Ce qui a intéressé l'auteure dans son ouvrage, et ce qui captive le lecteur, c'est la progression dans la conscience des villageois du contrecoup de ce meurtre (mais est-il vraiment mort, ce demeuré que l'on a jeté vivant dans ce puits, qu'on aurait entendu hurler une nuit?), un contrecoup qui lèvera comme des lapins la suspicion, le doute, le préjugé, le ragot et qui, pour les deux coupables, alimentera leur bataille sournoise pour qu'un coupable apparaisse sans qu'on le désigne vraiment. Travail souterrain, terroir de culpabilité. Bien des doutes iront vers l'étranger, un garçon de ferme venu d'ailleurs. Mais il n'y a pas de vendetta. Est-on en Corse, oui ou non?

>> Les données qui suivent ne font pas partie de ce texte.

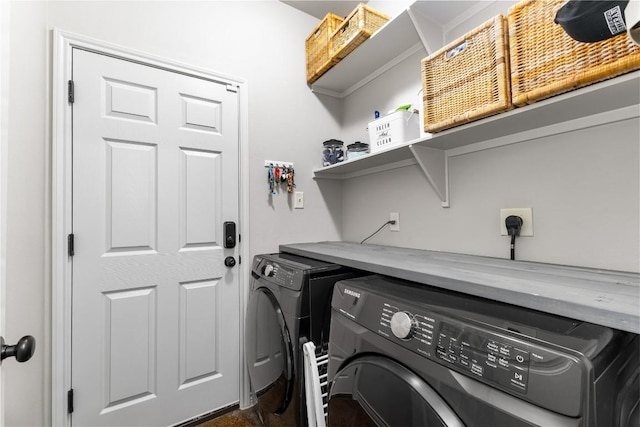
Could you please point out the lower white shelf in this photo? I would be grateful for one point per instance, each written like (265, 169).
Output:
(605, 102)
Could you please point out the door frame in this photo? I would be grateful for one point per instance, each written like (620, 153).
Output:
(63, 44)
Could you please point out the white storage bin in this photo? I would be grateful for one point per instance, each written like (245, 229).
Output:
(393, 129)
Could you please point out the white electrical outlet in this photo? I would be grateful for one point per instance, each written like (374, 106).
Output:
(394, 216)
(298, 200)
(527, 220)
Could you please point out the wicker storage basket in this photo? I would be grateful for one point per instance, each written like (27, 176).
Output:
(545, 61)
(468, 79)
(319, 58)
(356, 28)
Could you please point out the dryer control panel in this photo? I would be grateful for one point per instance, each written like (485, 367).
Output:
(476, 347)
(480, 354)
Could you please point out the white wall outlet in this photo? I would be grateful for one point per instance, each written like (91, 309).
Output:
(394, 216)
(298, 200)
(527, 220)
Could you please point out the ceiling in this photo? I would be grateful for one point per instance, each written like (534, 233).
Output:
(320, 8)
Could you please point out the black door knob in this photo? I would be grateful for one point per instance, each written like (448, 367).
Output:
(22, 351)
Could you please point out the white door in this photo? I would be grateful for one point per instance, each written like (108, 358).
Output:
(155, 311)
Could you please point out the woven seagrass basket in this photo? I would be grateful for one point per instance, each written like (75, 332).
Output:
(545, 61)
(356, 28)
(319, 58)
(468, 79)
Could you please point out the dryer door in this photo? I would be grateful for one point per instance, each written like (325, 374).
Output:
(377, 391)
(269, 352)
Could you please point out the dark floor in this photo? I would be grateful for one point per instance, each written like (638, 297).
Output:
(237, 418)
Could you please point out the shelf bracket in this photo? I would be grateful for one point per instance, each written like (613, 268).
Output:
(435, 165)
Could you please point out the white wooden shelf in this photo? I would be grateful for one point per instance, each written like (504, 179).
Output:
(605, 102)
(385, 48)
(419, 28)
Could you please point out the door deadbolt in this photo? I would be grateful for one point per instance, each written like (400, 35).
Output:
(22, 351)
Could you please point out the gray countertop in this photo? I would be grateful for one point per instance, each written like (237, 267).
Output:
(604, 297)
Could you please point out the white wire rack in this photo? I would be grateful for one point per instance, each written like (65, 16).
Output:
(315, 373)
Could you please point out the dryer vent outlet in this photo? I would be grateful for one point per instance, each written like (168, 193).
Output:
(394, 216)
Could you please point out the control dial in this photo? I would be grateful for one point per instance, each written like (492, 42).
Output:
(402, 325)
(267, 270)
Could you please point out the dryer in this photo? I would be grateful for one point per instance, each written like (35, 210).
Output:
(289, 305)
(405, 354)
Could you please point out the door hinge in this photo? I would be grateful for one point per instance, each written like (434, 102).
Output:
(71, 90)
(71, 243)
(70, 401)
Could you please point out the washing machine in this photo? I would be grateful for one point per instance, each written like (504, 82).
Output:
(289, 305)
(405, 354)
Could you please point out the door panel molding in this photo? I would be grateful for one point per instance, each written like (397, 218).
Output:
(63, 44)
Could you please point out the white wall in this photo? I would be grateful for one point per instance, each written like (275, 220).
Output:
(594, 174)
(27, 283)
(583, 186)
(261, 42)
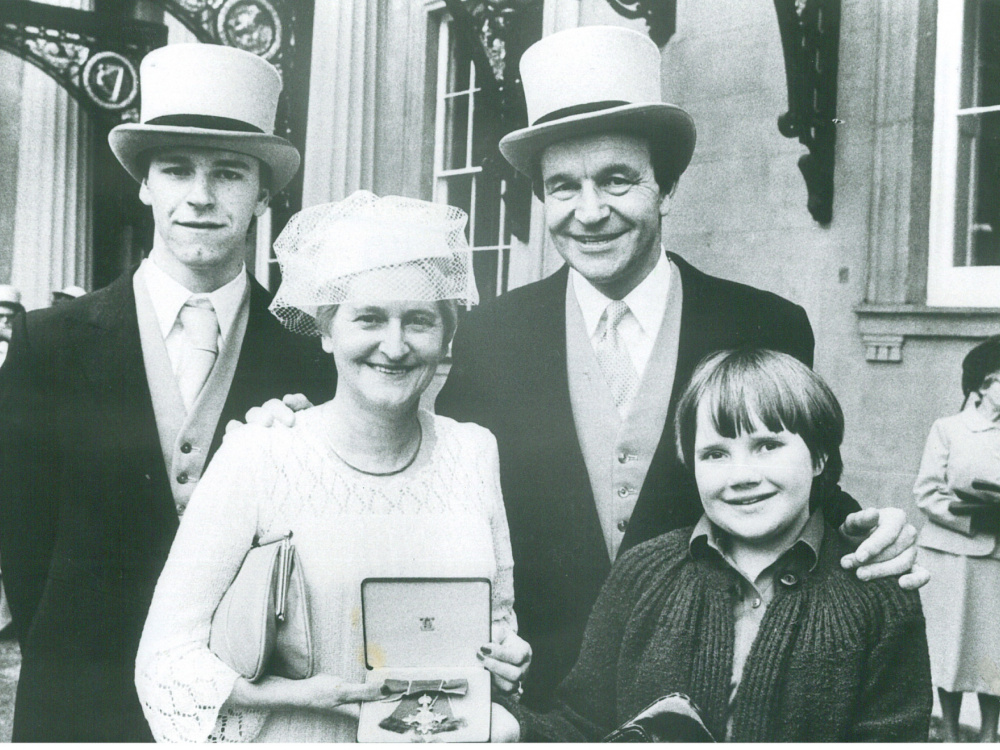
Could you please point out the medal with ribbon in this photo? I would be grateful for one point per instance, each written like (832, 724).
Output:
(424, 705)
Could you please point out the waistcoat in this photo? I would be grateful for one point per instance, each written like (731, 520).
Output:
(617, 451)
(185, 437)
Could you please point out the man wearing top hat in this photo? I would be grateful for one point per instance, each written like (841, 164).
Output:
(111, 404)
(577, 375)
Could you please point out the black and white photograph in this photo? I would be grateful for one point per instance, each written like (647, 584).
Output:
(499, 371)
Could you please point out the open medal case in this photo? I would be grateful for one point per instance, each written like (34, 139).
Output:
(421, 639)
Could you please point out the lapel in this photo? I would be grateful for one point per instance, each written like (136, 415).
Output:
(704, 327)
(107, 344)
(669, 498)
(543, 393)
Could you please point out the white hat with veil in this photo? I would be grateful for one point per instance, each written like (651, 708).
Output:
(366, 248)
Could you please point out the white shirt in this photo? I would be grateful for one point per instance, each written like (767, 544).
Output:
(647, 304)
(169, 296)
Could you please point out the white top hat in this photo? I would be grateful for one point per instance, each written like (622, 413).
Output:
(209, 96)
(70, 292)
(10, 297)
(592, 79)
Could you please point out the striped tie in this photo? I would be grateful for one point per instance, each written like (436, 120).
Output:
(201, 330)
(614, 359)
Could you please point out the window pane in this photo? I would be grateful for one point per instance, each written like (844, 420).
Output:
(456, 191)
(988, 54)
(456, 131)
(458, 73)
(977, 213)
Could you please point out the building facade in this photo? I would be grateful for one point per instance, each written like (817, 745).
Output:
(899, 280)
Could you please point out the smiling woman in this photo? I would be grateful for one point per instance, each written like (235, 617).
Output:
(370, 485)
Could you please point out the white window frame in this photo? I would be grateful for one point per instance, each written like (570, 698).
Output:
(441, 175)
(949, 285)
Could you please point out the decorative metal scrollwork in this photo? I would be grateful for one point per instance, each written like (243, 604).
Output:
(494, 34)
(660, 16)
(810, 38)
(94, 61)
(263, 27)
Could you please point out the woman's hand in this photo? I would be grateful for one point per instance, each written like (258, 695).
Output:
(322, 692)
(508, 660)
(503, 726)
(326, 692)
(272, 412)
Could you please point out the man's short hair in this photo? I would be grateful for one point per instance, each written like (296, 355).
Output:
(664, 172)
(266, 179)
(747, 385)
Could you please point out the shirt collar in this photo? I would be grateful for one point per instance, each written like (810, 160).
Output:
(169, 296)
(706, 536)
(976, 422)
(648, 301)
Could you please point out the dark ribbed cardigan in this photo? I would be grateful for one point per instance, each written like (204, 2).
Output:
(836, 659)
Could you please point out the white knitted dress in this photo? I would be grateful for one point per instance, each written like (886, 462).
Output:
(442, 517)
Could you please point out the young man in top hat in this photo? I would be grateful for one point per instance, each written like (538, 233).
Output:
(577, 375)
(112, 404)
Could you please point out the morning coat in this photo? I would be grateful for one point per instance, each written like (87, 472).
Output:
(509, 375)
(86, 512)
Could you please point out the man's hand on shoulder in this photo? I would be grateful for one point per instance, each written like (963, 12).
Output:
(276, 411)
(886, 547)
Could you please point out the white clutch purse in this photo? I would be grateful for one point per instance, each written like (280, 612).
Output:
(261, 626)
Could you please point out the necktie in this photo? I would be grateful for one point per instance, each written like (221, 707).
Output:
(201, 331)
(613, 357)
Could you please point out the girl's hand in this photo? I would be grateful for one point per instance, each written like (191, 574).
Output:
(508, 661)
(326, 692)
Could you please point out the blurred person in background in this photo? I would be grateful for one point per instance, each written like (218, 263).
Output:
(10, 306)
(958, 489)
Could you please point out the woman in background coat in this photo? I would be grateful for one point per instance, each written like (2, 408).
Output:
(959, 545)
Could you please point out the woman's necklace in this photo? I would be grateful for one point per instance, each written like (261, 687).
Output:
(400, 470)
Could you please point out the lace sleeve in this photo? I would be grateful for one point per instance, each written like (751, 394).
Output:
(504, 619)
(181, 684)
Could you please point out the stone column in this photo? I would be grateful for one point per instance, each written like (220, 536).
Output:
(340, 139)
(52, 233)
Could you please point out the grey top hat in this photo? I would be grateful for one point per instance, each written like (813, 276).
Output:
(593, 79)
(209, 96)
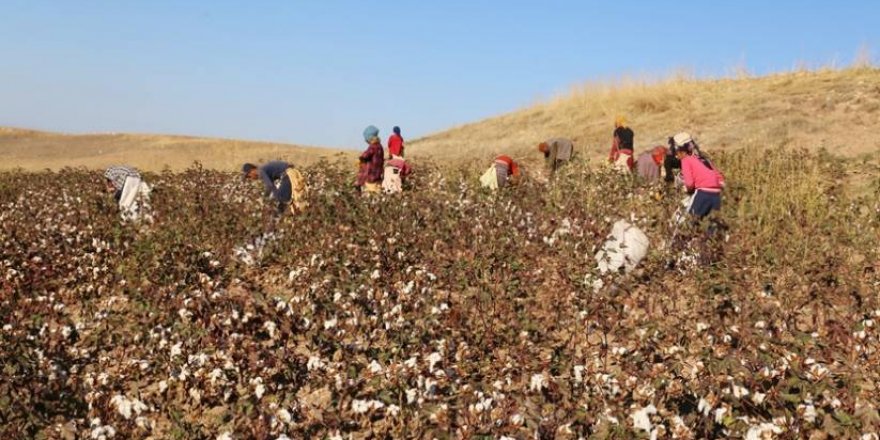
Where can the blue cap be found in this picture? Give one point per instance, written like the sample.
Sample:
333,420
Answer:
370,132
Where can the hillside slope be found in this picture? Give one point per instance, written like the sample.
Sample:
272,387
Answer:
835,109
36,150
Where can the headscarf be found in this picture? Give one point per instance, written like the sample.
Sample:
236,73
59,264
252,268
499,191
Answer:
658,154
371,133
246,168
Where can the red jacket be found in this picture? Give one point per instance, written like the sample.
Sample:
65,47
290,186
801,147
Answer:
395,145
512,167
697,175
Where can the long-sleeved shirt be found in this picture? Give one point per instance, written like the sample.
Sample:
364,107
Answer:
395,145
372,165
118,173
512,167
275,171
647,167
670,163
558,150
698,175
623,140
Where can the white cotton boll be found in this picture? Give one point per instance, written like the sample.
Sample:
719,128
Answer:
433,359
538,382
704,407
184,314
739,392
809,412
762,431
314,363
196,395
516,419
176,349
215,375
578,373
642,418
360,406
758,398
283,415
270,328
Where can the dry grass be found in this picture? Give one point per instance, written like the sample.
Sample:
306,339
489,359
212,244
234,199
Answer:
833,109
35,150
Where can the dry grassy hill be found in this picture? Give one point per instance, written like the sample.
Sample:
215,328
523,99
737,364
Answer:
36,150
835,109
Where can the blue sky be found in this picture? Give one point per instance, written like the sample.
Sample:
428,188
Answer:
318,72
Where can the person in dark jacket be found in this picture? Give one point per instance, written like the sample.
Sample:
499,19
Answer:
372,162
622,146
557,151
276,181
670,162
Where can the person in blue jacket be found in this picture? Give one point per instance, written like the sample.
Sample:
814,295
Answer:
275,178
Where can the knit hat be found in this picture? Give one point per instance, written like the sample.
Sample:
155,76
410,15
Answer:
682,139
370,133
246,168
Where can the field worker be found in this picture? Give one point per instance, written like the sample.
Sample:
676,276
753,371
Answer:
281,183
622,146
131,193
557,152
648,164
396,172
700,177
395,144
670,163
371,163
506,170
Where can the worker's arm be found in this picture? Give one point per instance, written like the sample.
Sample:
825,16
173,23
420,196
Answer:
268,183
687,174
554,153
367,156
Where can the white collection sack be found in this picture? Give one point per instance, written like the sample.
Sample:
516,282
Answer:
489,179
626,247
134,203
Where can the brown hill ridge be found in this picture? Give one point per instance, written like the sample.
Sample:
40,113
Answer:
835,109
37,150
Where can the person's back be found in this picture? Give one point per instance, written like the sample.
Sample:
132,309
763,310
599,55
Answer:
647,168
395,144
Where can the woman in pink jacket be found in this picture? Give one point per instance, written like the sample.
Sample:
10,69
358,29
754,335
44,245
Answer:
700,176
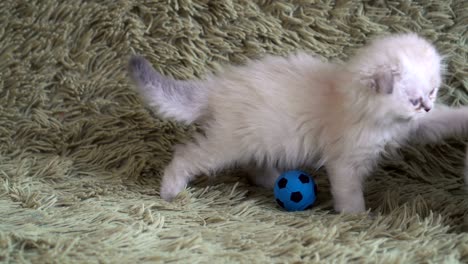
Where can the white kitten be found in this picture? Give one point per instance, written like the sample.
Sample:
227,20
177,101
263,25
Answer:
281,113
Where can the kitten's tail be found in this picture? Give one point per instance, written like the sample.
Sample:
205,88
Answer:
184,101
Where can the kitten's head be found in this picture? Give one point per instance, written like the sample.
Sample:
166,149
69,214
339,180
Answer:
403,72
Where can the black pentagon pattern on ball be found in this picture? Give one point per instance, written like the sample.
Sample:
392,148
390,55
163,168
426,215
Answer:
280,202
304,178
296,197
282,183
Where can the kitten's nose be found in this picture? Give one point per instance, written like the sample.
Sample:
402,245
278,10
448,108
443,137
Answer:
427,106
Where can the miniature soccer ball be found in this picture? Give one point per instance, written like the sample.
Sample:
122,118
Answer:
295,191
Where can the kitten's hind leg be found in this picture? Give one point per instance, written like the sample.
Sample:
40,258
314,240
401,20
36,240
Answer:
443,122
263,176
346,180
202,156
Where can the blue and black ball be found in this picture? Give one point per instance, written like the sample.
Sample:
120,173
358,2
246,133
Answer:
295,191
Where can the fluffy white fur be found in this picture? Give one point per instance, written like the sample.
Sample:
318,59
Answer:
281,113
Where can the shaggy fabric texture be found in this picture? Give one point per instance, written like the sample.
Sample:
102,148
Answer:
81,156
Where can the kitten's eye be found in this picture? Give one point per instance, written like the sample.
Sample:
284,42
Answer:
415,102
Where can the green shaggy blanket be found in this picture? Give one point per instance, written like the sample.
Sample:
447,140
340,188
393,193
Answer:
81,156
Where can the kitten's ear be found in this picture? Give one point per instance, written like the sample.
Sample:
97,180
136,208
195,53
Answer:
382,82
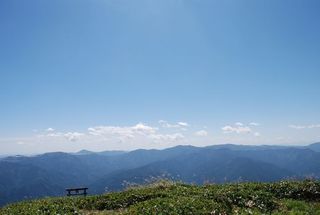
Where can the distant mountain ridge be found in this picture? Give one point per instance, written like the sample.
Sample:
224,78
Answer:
24,177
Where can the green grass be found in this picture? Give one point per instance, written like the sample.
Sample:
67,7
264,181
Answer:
164,197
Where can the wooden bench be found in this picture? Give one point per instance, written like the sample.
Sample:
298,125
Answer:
77,191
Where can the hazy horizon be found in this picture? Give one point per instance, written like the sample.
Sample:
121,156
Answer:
122,75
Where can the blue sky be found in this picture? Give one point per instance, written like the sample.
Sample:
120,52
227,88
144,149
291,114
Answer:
152,74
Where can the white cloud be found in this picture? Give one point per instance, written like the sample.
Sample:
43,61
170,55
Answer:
257,134
201,133
136,132
239,124
299,127
240,128
50,130
254,124
236,129
73,136
128,132
181,125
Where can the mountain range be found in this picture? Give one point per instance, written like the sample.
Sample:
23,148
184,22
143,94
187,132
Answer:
29,177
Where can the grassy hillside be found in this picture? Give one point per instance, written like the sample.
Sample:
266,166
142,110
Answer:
166,197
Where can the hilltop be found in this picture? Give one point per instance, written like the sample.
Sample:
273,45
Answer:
164,197
33,177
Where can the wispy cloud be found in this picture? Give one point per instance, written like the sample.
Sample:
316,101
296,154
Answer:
201,133
240,128
299,127
181,125
254,124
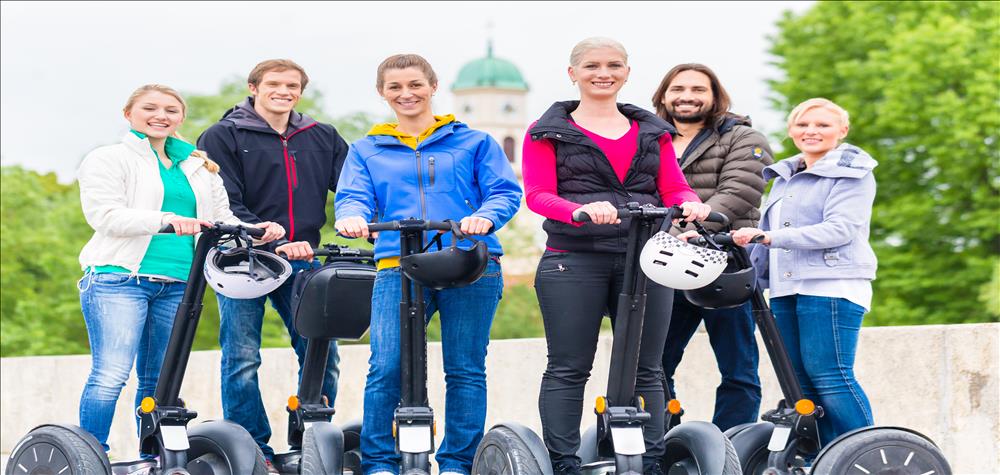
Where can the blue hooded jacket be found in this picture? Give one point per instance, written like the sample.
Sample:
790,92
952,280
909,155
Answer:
454,173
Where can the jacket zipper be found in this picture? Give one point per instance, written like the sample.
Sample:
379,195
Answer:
420,186
430,168
291,178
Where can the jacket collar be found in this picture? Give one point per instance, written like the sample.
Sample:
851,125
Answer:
556,117
709,136
438,134
244,116
141,147
845,161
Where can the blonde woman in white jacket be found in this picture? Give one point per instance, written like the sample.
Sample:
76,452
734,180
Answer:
134,279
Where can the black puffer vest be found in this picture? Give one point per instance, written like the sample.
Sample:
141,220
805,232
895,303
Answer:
585,175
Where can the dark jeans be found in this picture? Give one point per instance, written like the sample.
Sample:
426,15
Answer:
730,332
575,290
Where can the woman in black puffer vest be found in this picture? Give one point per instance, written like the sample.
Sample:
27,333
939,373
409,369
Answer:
592,156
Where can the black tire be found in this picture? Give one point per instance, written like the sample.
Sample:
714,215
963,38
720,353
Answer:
889,449
322,450
212,441
502,452
352,447
750,443
63,449
699,448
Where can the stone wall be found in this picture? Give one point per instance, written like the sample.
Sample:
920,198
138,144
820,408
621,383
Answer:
939,380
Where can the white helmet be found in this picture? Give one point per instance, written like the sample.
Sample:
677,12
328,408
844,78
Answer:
245,273
673,263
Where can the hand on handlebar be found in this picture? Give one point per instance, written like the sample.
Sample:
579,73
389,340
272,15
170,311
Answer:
272,231
352,227
187,226
694,211
475,225
686,235
744,236
600,212
296,251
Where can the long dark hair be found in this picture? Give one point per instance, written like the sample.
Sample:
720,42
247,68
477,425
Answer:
720,99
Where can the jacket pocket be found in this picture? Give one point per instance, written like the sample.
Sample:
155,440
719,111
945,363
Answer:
439,174
831,257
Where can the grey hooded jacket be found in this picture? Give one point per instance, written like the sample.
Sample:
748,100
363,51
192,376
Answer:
723,165
825,216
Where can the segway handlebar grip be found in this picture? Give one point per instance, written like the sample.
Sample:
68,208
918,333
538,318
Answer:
717,217
223,228
342,252
583,217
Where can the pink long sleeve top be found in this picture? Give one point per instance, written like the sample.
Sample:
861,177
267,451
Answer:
538,167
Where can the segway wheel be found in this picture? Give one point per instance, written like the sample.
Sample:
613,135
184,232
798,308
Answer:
750,442
415,464
66,450
322,449
881,450
352,448
222,447
699,448
502,452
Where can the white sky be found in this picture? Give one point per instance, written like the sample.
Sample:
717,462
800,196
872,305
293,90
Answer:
67,68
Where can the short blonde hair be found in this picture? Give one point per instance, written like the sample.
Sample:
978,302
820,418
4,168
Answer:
595,42
845,118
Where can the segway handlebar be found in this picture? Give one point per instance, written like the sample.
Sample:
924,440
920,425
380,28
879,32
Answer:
221,228
342,251
410,224
673,212
722,239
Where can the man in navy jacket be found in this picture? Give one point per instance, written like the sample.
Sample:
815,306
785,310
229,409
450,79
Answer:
277,165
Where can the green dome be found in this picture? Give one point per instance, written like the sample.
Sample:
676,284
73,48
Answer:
489,72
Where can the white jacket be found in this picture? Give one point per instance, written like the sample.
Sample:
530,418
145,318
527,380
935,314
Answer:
121,194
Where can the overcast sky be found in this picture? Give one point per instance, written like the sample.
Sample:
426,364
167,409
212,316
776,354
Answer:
67,68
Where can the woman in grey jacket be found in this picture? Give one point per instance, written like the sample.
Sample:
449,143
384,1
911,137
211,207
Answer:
816,259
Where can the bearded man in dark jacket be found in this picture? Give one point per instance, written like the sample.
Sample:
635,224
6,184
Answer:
722,158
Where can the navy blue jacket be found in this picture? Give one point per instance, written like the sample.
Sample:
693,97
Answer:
274,177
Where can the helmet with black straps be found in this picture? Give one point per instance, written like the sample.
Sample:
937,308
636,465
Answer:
448,267
243,272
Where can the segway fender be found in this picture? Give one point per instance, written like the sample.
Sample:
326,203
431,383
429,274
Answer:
226,439
588,446
534,443
705,444
323,449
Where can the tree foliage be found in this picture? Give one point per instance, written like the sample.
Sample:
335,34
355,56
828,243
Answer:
920,80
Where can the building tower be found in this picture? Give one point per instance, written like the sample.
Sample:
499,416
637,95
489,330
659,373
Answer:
490,95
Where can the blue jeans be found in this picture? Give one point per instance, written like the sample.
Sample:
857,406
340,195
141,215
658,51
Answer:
821,334
129,318
731,334
466,316
239,336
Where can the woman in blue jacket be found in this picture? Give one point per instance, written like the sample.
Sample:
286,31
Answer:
819,268
434,168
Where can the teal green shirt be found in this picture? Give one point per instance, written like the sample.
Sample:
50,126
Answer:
169,255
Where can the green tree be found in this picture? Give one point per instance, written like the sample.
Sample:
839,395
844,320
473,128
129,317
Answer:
920,80
42,232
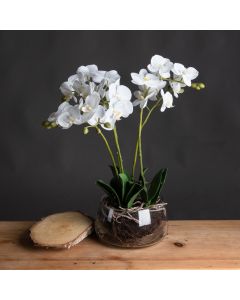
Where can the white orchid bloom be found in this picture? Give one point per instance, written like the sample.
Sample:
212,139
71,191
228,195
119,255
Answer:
98,116
148,79
167,100
186,74
90,106
108,121
160,65
67,88
118,93
142,97
86,73
111,77
66,115
115,113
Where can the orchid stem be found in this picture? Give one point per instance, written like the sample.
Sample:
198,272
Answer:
108,148
137,144
120,160
140,143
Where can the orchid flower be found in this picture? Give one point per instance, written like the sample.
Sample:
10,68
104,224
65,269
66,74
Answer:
148,79
186,74
161,66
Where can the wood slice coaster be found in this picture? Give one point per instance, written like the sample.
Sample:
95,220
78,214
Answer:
61,230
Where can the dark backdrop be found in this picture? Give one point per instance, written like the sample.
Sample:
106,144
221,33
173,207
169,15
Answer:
48,171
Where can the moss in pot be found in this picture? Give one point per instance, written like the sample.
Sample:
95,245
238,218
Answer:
131,213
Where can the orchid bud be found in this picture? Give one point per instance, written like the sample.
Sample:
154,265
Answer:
53,125
85,130
46,124
107,125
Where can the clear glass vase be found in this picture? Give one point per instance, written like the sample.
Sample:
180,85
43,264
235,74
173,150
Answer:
131,228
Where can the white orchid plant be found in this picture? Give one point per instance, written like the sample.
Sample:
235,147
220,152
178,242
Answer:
97,100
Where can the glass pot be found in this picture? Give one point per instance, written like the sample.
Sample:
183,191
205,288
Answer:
131,228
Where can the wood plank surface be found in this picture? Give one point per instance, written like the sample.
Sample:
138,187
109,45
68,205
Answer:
188,245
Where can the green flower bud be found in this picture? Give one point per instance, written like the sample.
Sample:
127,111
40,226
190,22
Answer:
85,130
201,85
45,124
194,85
107,125
54,125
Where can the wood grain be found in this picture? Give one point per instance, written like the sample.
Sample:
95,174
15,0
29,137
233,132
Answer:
189,245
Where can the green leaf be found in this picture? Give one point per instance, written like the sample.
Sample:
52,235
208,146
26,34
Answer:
133,198
113,170
109,190
156,186
133,188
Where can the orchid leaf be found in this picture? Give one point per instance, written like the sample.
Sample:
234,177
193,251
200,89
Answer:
156,186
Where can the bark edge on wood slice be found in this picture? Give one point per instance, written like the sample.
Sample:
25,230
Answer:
61,230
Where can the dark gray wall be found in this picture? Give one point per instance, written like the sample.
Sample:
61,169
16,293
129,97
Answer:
48,171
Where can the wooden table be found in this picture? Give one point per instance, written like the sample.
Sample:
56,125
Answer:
189,245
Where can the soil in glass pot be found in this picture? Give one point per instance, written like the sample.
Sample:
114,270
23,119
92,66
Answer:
131,228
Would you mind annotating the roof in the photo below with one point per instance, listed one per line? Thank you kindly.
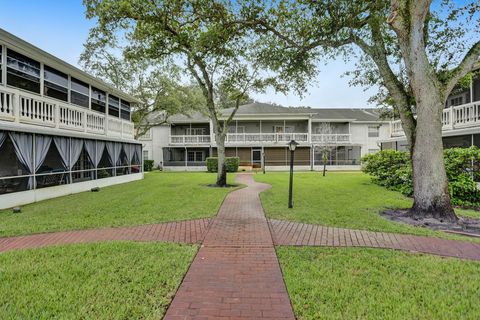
(266, 109)
(36, 53)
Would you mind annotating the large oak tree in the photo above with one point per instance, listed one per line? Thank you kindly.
(415, 51)
(202, 37)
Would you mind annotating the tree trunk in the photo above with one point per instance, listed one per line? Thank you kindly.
(430, 183)
(222, 167)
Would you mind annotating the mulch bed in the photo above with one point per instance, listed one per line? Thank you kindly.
(464, 226)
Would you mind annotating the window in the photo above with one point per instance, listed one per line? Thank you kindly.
(456, 101)
(99, 100)
(195, 131)
(125, 112)
(23, 72)
(55, 84)
(236, 129)
(373, 131)
(195, 156)
(113, 106)
(79, 93)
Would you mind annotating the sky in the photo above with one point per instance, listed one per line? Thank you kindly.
(60, 28)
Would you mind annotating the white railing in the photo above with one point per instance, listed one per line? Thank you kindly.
(6, 105)
(465, 115)
(333, 138)
(31, 109)
(265, 137)
(190, 139)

Le village s'appelle Chester, ce qui fait Angleterre. Plusieurs paysans ont des noms bien de chez nous, Roch Blais, Clément Gagnon, Isabelle Desmarais; mais il y a aussi un Simeoni qui est berger et la place du village ne correspond pas à la topographie nord-américaine. Bref, à ces incohérences s'ajoute une temporalité non chronologique avec des retours du meurtre et du refoulé. C'est sans doute cette fine observation d'une machine à fabriquer du coupable qui a retenu l'attention de l'éditeur.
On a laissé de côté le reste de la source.